Dan volgt op pag. 151 e.v. een onbijbels relaas over de z.g. 'standen' in het geestelijke leven, waarbij de wedergeboorte en de rechtvaardigmaking in navolging van ds. G.H. Kersten uiteen getrokken worden en met oudvaderbuiksprekerij wordt gestaafd. Hoewel er in het genadeleven in Christus welzeker van een geloofsontwikkeling sprake is, houdt de Ger. Gem. er een 'geloofsafwikkeling' opna, waarbij het ene hekje na het andere opengaat, maar steeds staat men nog ergens 'voor'. Eerst dit en dan dat, eerst wedergeboorte, dan zondekennis, dan een geopenbaarde Middelaar, dan een toegepaste Middelaar, dan (voor de meer gelukkigen) de rechtvaardigmaking, enz. enz., terwijl er bij een bijbelse geloofsontwikkeling alleen sprake is van een geloofsverdieping van hetgeen de gelovigen reeds in Christus hebben. Bij een geloofsafwikkeling, ligt 'de pijl altijd verder', terwijl Gods Woord leert dat God alleen pijlen afschiet in het hart van 's Konings vijanden. De pijlen uit de goddelijke pijlkoker treffen dus altijd doel, terwijl de pijlen uit de filosofische kast van Aristoteles altijd hun doel voorbij vliegen en dus altijd verder dan het doel gezocht moeten worden. Ja, dan grijp je altijd mis, maar die gegrepen zijn, kunnen nooit meer uit de hand des Vaders gerukt worden.

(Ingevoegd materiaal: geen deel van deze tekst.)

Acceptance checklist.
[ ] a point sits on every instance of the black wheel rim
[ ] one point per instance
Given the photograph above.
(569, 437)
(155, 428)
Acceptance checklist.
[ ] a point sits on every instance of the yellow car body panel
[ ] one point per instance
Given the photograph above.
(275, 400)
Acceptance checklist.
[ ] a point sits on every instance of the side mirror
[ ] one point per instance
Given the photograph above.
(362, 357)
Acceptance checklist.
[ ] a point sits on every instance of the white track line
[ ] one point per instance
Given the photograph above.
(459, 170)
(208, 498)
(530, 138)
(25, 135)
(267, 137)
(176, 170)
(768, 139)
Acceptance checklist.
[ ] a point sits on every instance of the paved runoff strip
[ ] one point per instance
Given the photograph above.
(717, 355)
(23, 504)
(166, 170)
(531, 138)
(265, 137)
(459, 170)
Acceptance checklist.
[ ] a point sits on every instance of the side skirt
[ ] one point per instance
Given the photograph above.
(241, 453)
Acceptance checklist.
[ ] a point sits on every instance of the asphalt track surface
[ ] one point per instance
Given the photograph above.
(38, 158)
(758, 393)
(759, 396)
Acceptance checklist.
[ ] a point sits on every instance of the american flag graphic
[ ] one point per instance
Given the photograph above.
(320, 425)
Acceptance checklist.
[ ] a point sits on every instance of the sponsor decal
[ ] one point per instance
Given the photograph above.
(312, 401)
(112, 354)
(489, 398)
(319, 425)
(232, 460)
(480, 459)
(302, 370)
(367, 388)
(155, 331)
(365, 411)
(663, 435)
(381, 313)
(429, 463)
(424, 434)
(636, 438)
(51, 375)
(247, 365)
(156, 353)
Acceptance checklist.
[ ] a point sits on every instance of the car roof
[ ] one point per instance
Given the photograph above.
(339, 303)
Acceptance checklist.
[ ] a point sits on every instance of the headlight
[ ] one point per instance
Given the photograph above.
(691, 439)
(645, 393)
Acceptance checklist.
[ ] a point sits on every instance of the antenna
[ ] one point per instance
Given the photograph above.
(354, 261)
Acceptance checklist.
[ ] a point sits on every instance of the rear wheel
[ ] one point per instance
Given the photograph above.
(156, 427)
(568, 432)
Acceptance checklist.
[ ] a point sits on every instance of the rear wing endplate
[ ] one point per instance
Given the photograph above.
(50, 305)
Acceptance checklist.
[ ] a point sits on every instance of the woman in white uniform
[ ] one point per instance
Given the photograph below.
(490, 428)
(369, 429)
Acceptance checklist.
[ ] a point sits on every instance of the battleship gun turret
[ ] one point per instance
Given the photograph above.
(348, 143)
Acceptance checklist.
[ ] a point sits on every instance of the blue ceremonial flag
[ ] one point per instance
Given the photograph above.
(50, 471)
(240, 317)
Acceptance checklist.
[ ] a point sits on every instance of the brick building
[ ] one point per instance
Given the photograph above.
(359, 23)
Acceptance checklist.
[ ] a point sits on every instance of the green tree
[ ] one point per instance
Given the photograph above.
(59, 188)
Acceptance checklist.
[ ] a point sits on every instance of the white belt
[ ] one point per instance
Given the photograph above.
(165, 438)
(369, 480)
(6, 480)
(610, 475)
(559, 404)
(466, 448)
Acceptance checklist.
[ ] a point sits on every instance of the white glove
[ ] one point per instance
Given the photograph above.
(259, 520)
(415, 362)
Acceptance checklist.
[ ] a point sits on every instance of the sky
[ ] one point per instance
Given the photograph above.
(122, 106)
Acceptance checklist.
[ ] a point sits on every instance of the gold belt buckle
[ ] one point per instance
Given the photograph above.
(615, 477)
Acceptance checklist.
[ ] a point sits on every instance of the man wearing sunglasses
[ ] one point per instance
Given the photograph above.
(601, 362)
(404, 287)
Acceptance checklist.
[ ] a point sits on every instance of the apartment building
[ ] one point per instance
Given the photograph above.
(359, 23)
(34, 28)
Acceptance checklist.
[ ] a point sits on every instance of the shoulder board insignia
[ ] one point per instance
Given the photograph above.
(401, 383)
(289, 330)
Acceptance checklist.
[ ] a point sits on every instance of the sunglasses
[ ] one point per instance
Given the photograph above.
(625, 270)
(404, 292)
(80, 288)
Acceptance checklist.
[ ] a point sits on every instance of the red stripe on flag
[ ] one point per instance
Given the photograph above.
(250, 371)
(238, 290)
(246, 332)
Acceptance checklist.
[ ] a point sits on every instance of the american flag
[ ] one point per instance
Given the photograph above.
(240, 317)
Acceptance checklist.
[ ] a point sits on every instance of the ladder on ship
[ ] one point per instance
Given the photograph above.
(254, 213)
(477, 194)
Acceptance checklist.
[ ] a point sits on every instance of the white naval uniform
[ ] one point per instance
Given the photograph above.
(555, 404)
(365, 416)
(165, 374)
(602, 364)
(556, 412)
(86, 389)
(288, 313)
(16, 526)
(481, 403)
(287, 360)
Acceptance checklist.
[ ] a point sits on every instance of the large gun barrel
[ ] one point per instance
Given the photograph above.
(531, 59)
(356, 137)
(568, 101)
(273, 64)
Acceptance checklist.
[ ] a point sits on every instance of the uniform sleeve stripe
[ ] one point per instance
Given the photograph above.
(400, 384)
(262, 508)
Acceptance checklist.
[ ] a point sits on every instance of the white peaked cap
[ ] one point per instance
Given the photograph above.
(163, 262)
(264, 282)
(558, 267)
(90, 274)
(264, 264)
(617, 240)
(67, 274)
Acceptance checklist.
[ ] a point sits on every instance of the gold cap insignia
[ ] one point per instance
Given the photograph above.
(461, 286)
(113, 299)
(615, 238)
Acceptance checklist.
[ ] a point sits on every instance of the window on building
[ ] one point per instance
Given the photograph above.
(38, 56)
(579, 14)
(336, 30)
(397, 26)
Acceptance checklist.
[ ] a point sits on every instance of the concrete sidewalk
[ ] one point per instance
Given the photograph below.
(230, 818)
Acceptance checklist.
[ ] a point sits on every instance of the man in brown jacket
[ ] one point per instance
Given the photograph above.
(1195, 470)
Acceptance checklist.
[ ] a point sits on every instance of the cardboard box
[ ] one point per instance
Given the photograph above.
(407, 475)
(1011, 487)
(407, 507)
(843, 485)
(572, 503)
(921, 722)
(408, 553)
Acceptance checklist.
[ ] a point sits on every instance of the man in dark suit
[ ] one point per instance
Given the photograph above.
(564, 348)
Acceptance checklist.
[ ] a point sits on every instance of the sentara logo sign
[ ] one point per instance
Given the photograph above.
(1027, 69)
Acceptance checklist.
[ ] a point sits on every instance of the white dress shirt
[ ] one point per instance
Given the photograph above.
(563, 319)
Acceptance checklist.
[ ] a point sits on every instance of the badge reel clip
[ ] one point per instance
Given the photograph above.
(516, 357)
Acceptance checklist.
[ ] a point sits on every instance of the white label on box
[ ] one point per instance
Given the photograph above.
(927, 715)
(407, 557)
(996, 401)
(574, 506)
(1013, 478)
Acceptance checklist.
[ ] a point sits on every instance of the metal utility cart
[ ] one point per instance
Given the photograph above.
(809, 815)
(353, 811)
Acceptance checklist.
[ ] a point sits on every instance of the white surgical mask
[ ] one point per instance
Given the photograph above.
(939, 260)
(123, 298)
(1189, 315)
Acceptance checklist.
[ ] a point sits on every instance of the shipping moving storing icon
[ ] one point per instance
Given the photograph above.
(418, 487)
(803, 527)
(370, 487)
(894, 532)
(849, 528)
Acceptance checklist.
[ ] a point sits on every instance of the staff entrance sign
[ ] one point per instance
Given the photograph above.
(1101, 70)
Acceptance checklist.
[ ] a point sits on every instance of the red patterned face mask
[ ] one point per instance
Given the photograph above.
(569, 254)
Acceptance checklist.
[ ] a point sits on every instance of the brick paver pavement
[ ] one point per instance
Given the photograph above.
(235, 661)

De standenleer van de Afscheiding staat dus haaks op de bijbelse geestelijke opwas in Christus en de bevinding der heiligen. Een zuigeling in de genade bezit dezelfde geestelijke zaken als een vader in de genade. Gods meer geoefende kinderen hebben alleen een scherpere blik op de valkuilen van de satan, hebben een diepere inleving van hun bedorven vlees, weten 'schijn en zijn' beter te onderscheiden, worden in staat gesteld de geesten te beproeven of zij uit God zijn, hebben een diepere blik in de verbonden der beloften, zien meer schoonheid en beminnelijkheid in Christus, zijn het vlees meer afgestorven, enz. Hoewel de zuigelingen in de genade niet de mate van de geestelijke gave des onderscheids hebben waarmee geoefende kinderen van God doorgaans bedeeld zijn, ze zijn evenwel niet halfverlost, maar compleet nieuwgeboren kinderen in Christus. Zuigelingen worden gevoed door de onvervalste melk van het Evangelie in Christus, terwijl de meer geoefenden in de genade gevoed worden met vaste spijzen in Christus. Vaders in de genade hebben doorgaans een zakelijke kennis in Christus, terwijl kinderen in de genade meer een gevoelige kennis hebben in Christus. Vaders in de genade zijn doorgaans onbewegelijker in het geloof, terwijl de zuigelingen in de genade nog weleens als een riet heen en weder bewogen worden, vanwege kleingeloof. Zowel de zuigelingen in de genade als de Vaders in de genade leven uit dezelfde bron, namelijk God in Christus door de Heilige Geest. Deze leer is door de Afscheiding 'ver-gezelschapt' waarbij men allerlei gradaties en standen in het genadeleven heeft ingebouwd, die haaks staan op de bijbelse geloofsleer en de bevinding der heiligen. (Zie ook: 'GEZELSCHAPSLEER IS GEEN HEILSLEER' en 'EMBRYO-FILOSOFIE VAN COMRIE').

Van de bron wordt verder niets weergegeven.